The EECS undergraduate machine learning course (6.036) hosted 800 students last spring, and consistently has 600 or more students enrolled, making it the most popular course at MIT. The new Stephen A. Schwarzman College of Computing provides an opportunity to create a more dynamic and adaptable structure than MIT’s traditional department structure. For example, one idea is to create several cross-departmental teaching groups. “We envision things like courses in the foundations of computing, computational science and engineering, social studies of computing, and have these courses taken by all of our students taught jointly by our faculty across MIT,” she said.
Juejun “JJ” Hu, associate professor of materials science and engineering, detailed his research coupling a silicon chip-based spectrometer for detecting infrared light wavelengths to a newly created machine learning algorithm. Ordinary spectrometers, going back to Isaac Newton’s first prism, work by splitting light, which reduces intensity, but Hu’s version collects all of the light at a single detector, which preserves light intensity but then poses the problem of identifying different wavelengths from a single capture.
“If you want to solve this trade-off between the (spectral) resolution and the signal-to-noise ratio, what you have to do is resort to a new type of spectroscopy tool called wavelength multiplexing spectrometer,” Hu said. His new spectrometer architecture, which is called digital Fourier transform spectroscopy, incorporates tunable optical switches on a silicon chip. The device works by measuring the intensity of light at different optical switch settings and comparing the results. “What you have is essentially a group of linear equations that gives you some linear combination of the light intensity at different wavelengths in the form of a detector reading,” he said.
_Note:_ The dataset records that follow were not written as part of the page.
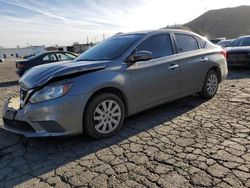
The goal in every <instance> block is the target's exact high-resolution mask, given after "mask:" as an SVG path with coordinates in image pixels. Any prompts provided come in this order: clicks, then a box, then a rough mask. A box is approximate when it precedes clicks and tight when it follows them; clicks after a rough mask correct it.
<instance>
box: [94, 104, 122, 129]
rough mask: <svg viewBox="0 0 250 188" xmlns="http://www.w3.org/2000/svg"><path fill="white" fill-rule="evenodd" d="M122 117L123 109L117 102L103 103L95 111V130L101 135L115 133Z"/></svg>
mask: <svg viewBox="0 0 250 188" xmlns="http://www.w3.org/2000/svg"><path fill="white" fill-rule="evenodd" d="M121 116H122V113H121V107H120V106H119V104H118V103H117V102H116V101H114V100H105V101H102V102H101V103H100V104H99V105H98V106H97V107H96V108H95V110H94V116H93V121H94V127H95V130H96V131H97V132H99V133H101V134H107V133H110V132H112V131H114V130H115V129H116V127H117V126H118V125H119V123H120V121H121Z"/></svg>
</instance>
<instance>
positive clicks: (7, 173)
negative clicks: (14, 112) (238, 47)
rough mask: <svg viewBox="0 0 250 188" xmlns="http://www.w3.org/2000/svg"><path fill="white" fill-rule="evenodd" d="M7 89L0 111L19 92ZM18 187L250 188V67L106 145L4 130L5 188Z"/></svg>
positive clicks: (1, 180) (1, 146)
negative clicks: (212, 187) (246, 69)
mask: <svg viewBox="0 0 250 188" xmlns="http://www.w3.org/2000/svg"><path fill="white" fill-rule="evenodd" d="M1 82H2V83H3V82H4V79H2V80H1ZM10 85H11V84H10ZM2 86H3V87H0V99H1V100H0V108H1V109H2V107H3V100H4V99H5V98H6V96H8V95H14V94H16V92H17V91H18V86H8V87H6V84H5V85H3V84H2ZM1 124H2V120H1V119H0V125H1ZM12 186H16V187H102V188H104V187H150V188H153V187H167V188H170V187H250V70H232V71H230V74H229V77H228V79H227V80H226V81H225V82H223V83H222V85H221V86H220V88H219V91H218V94H217V95H216V97H215V98H214V99H212V100H210V101H204V100H202V99H200V98H199V97H198V96H190V97H187V98H185V99H181V100H178V101H175V102H172V103H169V104H166V105H163V106H161V107H158V108H154V109H152V110H149V111H146V112H143V113H140V114H138V115H136V116H133V117H130V118H128V119H126V122H125V126H124V128H123V129H122V130H121V132H120V133H119V134H117V135H116V136H114V137H112V138H109V139H105V140H101V141H96V140H93V139H90V138H88V137H86V136H76V137H67V138H36V139H29V138H25V137H22V136H19V135H15V134H12V133H8V132H6V131H4V130H3V129H0V187H12Z"/></svg>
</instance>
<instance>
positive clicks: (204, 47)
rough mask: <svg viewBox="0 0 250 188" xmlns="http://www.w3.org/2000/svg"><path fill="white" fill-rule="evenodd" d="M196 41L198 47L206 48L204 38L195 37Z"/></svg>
mask: <svg viewBox="0 0 250 188" xmlns="http://www.w3.org/2000/svg"><path fill="white" fill-rule="evenodd" d="M197 41H198V43H199V45H200V48H206V46H207V41H205V40H204V39H202V38H200V37H197Z"/></svg>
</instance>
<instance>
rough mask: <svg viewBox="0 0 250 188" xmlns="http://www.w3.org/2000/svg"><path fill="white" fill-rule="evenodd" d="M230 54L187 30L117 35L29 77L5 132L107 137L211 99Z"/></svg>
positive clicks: (7, 112)
mask: <svg viewBox="0 0 250 188" xmlns="http://www.w3.org/2000/svg"><path fill="white" fill-rule="evenodd" d="M225 56H226V54H225V50H223V49H222V48H221V47H219V46H217V45H214V44H212V43H211V42H209V41H207V40H206V39H204V38H203V37H201V36H199V35H197V34H194V33H192V32H187V31H181V30H157V31H142V32H135V33H128V34H121V35H116V36H113V37H111V38H109V39H107V40H104V41H103V42H100V43H99V44H97V45H95V46H93V47H92V48H90V49H89V50H87V51H86V52H84V53H83V54H82V55H80V56H79V57H78V58H76V59H75V60H74V61H73V62H63V63H60V62H59V63H55V64H54V65H52V64H46V65H40V66H37V67H34V68H32V70H30V71H28V72H27V73H26V74H24V76H23V77H22V78H21V79H20V81H19V83H20V87H21V91H20V97H18V98H17V99H11V100H10V102H9V104H7V105H6V108H5V109H4V115H3V120H4V128H5V129H7V130H9V131H12V132H16V133H21V134H24V135H25V136H30V137H39V136H62V135H74V134H80V133H87V134H88V135H90V136H91V137H93V138H104V137H110V136H112V135H114V134H115V133H117V132H118V131H119V130H120V129H121V127H122V125H123V121H124V118H125V117H127V116H130V115H133V114H136V113H139V112H141V111H143V110H147V109H149V108H152V107H155V106H157V105H160V104H164V103H166V102H170V101H173V100H176V99H179V98H182V97H185V96H188V95H192V94H196V93H199V94H200V96H202V97H203V98H205V99H211V98H213V97H214V95H215V94H216V92H217V89H218V86H219V83H220V82H222V81H223V80H225V78H226V76H227V64H226V57H225ZM15 101H16V102H17V103H15ZM19 101H20V102H19ZM18 102H19V103H18ZM12 104H13V105H12ZM14 104H17V105H16V108H15V107H14ZM19 104H20V105H19ZM20 122H22V123H20ZM17 124H18V126H17Z"/></svg>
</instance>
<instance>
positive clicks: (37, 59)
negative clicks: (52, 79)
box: [16, 51, 77, 77]
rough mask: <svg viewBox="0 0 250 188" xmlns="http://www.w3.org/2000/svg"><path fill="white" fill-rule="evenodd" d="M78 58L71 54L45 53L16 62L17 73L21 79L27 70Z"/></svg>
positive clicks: (71, 60)
mask: <svg viewBox="0 0 250 188" xmlns="http://www.w3.org/2000/svg"><path fill="white" fill-rule="evenodd" d="M76 57H77V55H76V54H74V53H70V52H61V51H53V52H44V53H40V54H37V55H34V56H31V57H29V58H28V59H25V60H22V61H18V62H16V68H17V70H16V73H17V74H18V75H19V76H20V77H21V76H22V75H23V74H24V73H25V72H26V71H27V70H29V69H30V68H32V67H35V66H37V65H43V64H47V63H55V62H58V61H72V60H74V59H75V58H76Z"/></svg>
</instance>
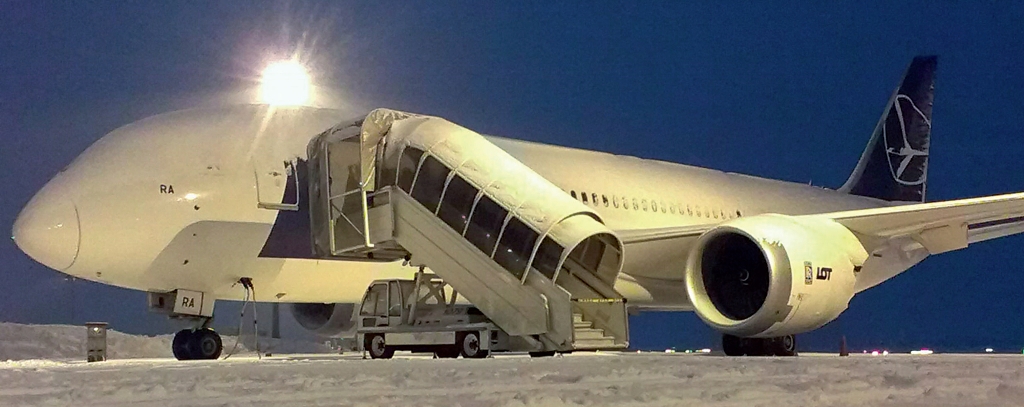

A prototype device with six switches supports a total of 64 unique optical states, which can provide 64 independent readings. “The advantage of this new device architecture is that the performance doubles every time you add a new switch,” he said. Working with Brando Miranda at the Center for Brains Minds and Machines at MIT, he developed a new algorithm, Elastic D1, that gives a resolution down to 0.2 nanometers and gives an accurate light measurement with only two consecutive measurements.
“We believe this kind of unique combination between the hardware of a new spectrometer architecture and the algorithm can enable a wide range of applications ranging from industrial process monitoring to medical imaging,” Hu said. Hu also is applying machine learning in his work on complex optical media such as metasurfaces, which are new optical devices featuring an array of specially designed optical antennas that add a phase delay to the incoming light.
Poster session winners
Nineteen MIT postdocs and graduate students gave two-minute talks about their research during a poster session preview. At the Materials Day Poster Session immediately following the symposium, award winners were mechanical engineering graduate student Erin Looney, media arts and sciences graduate student Bianca Datta, and materials science and engineering postdoc Michael Chon.
The Materials Research Laboratory serves interdisciplinary groups of faculty, staff, and students, supported by industry, foundations, and government agencies to carry out fundamental engineering research on materials. Research topics include energy conversion and storage, quantum materials, spintronics, photonics, metals, integrated microsystems, materials sustainability, solid-state ionics, complex oxide electronic properties, biogels, and functional fibers.